I want to tie all these disparate effects together by discussing one of the most extraordinary encapsulations of the phenomena that I have been groping towards a description of: Alvin Lucier’s I Am Sitting in a Room. In this piece, Lucier sits in a room (unsurprisingly), and records a short monologue. He begins: ‘I am sitting in a room, different from the one you are in now, recording the sound of my speaking voice…’ and the speech goes on to explain the process that is going to take place in the artwork. He then plays this recording back into the room and re-records the monologue as it is played back. The process is repeated, with each new recording slowly losing form and clarity to eventually take on the resonant frequencies of the room. The process is a slow one, with each new recording altering only slightly from the previous but, by the end, the speech is unrecognisable, and the sound we hear is one of raw, shimmering beauty. If anything aural recalls the visual ‘glow’ that I spoke of earlier, it is this sound. Just as astonishing is the outrageously simple (but ingenious) procedure that has produced the sound. The reason that this work ties into the preceding discussion is that it is a perfect example of a clear, conventionally meaningful passage of sound becoming indistinct, masked and, eventually, completely lost in a resonant, gorgeous cascade. Just as Riley unhitches the Impressionist mist from landscape and explores the veil itself, Lucier takes the resonant frequencies of a room that give echo and texture to a sound and disentangles them from the prosaic speech that is their source. Music (or whatever you want to call Lucier’s work) has a temporal dimension that painting lacks, yet the layers that add complexity to many paintings are laid side by side here, laying bare the strange, revelatory effect of the singular becoming infinite.

It is, of course, worth listening to I Am Sitting in a Room from start to finish, but I have been equally lifted by jumping from the first few re-recordings, right to the middle, and on to the end just in order to highlight the scale of the transition that takes place. The heart leaps slightly when we abruptly witness that translation of static reality into flux – a process that has taken centuries for Western artists to carry out, and Alvin Lucier around 30 minutes.

[1]             As such, I think these particular works struggle to pull off Richter’s desire to avoid placing an interpretive weight on an image and, for that matter, to avoid lending too much focus to the subject matter itself.

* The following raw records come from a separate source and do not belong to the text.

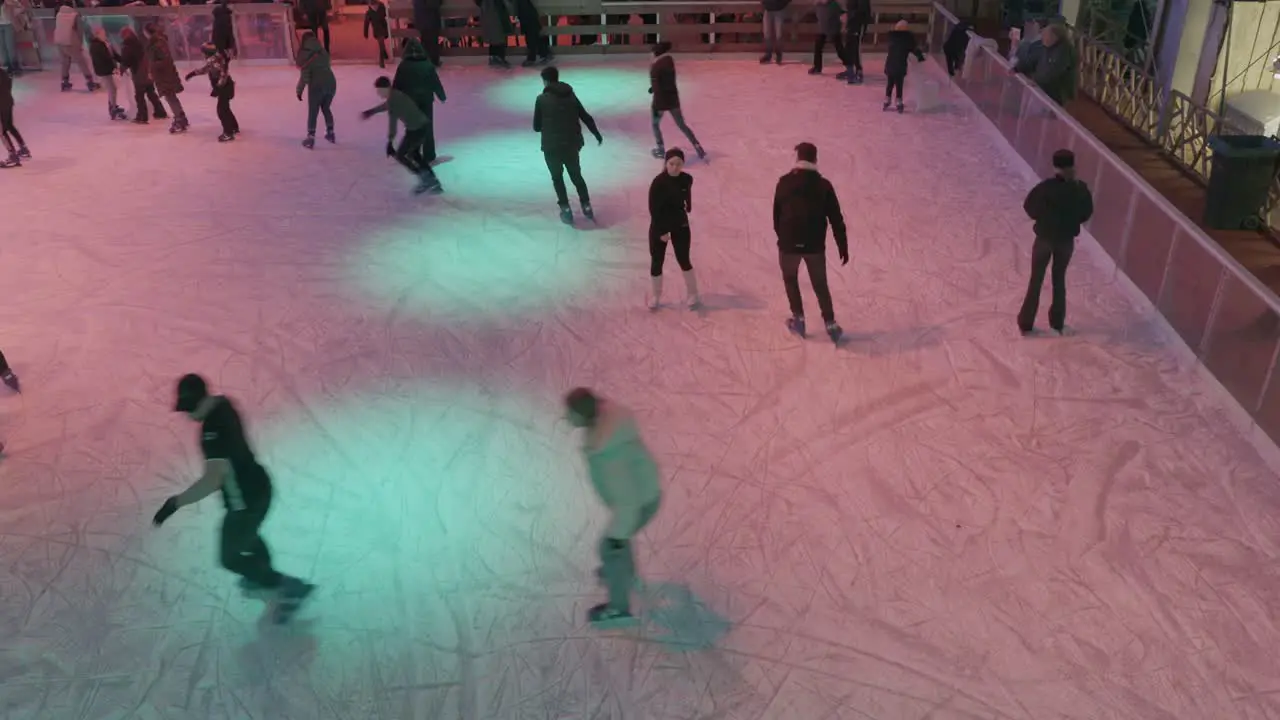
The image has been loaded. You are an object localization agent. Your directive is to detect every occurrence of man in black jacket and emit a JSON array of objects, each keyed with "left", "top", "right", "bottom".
[
  {"left": 1017, "top": 149, "right": 1093, "bottom": 335},
  {"left": 299, "top": 0, "right": 331, "bottom": 52},
  {"left": 759, "top": 0, "right": 790, "bottom": 64},
  {"left": 774, "top": 142, "right": 848, "bottom": 340},
  {"left": 534, "top": 66, "right": 603, "bottom": 225}
]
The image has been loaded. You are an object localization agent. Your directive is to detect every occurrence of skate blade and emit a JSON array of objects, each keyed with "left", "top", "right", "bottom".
[{"left": 590, "top": 614, "right": 640, "bottom": 630}]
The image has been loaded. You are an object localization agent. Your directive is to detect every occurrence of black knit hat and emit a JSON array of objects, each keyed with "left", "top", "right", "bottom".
[
  {"left": 665, "top": 147, "right": 685, "bottom": 161},
  {"left": 795, "top": 142, "right": 818, "bottom": 163},
  {"left": 1051, "top": 149, "right": 1075, "bottom": 169},
  {"left": 174, "top": 373, "right": 208, "bottom": 413}
]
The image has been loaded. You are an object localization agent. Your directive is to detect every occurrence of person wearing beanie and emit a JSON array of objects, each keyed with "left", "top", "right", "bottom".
[
  {"left": 534, "top": 65, "right": 602, "bottom": 225},
  {"left": 774, "top": 142, "right": 848, "bottom": 342},
  {"left": 0, "top": 66, "right": 28, "bottom": 168},
  {"left": 808, "top": 0, "right": 844, "bottom": 75},
  {"left": 648, "top": 42, "right": 705, "bottom": 161},
  {"left": 1017, "top": 149, "right": 1094, "bottom": 335},
  {"left": 295, "top": 30, "right": 337, "bottom": 148},
  {"left": 564, "top": 388, "right": 662, "bottom": 628},
  {"left": 836, "top": 0, "right": 870, "bottom": 83},
  {"left": 153, "top": 374, "right": 314, "bottom": 624},
  {"left": 647, "top": 147, "right": 698, "bottom": 310},
  {"left": 185, "top": 42, "right": 237, "bottom": 142},
  {"left": 362, "top": 75, "right": 443, "bottom": 195},
  {"left": 883, "top": 19, "right": 925, "bottom": 112}
]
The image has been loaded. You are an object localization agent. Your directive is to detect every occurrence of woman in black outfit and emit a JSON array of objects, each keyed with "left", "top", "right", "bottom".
[
  {"left": 0, "top": 67, "right": 28, "bottom": 168},
  {"left": 649, "top": 42, "right": 705, "bottom": 160},
  {"left": 647, "top": 148, "right": 699, "bottom": 310}
]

[2]             I think this is at work in Motion Sickness of Time Travel (MSoTT) as well, albeit via a much more ethereal, radiant music than Multila. By underpinning pretty synth-clouds and angelic vocals with digital, percussive pulses straight out of Berlin, MSoTT also construct a tense aesthetic that marries a sinister, urban inhumanity with something that still emerges as beautiful and fragile

[3]             The ‘spiritual’ reflection I invoke is not intended to signal anything paranormal or otherworldly, but simply a profound distraction in Schopenhauer’s sense.

[4]             Physical and spatial effects are also engineered by this layering, as Richter reworks, scars, destroys and recreates to build complex textural qualities that, like Bryan Wynter’s layered paintings or the ridges in a dry river-bed, provide a visual record of a transpired physical process. Similarly, the reverb, texture and haze involved in much of the music I have alluded to gives the sound spatial qualities, whether invoking a sense of scale by altering the frequency of an echo or by shifting textures to push sounds to the foreground or back. Vladislav Delay’s music has a sculptural quality; it’s sound obtaining a heaviness and a body from the use of filtration, while a composer like Xenakis employs his architectural nous to bounce sounds around the room and create an immersive, multi-dimensional experience.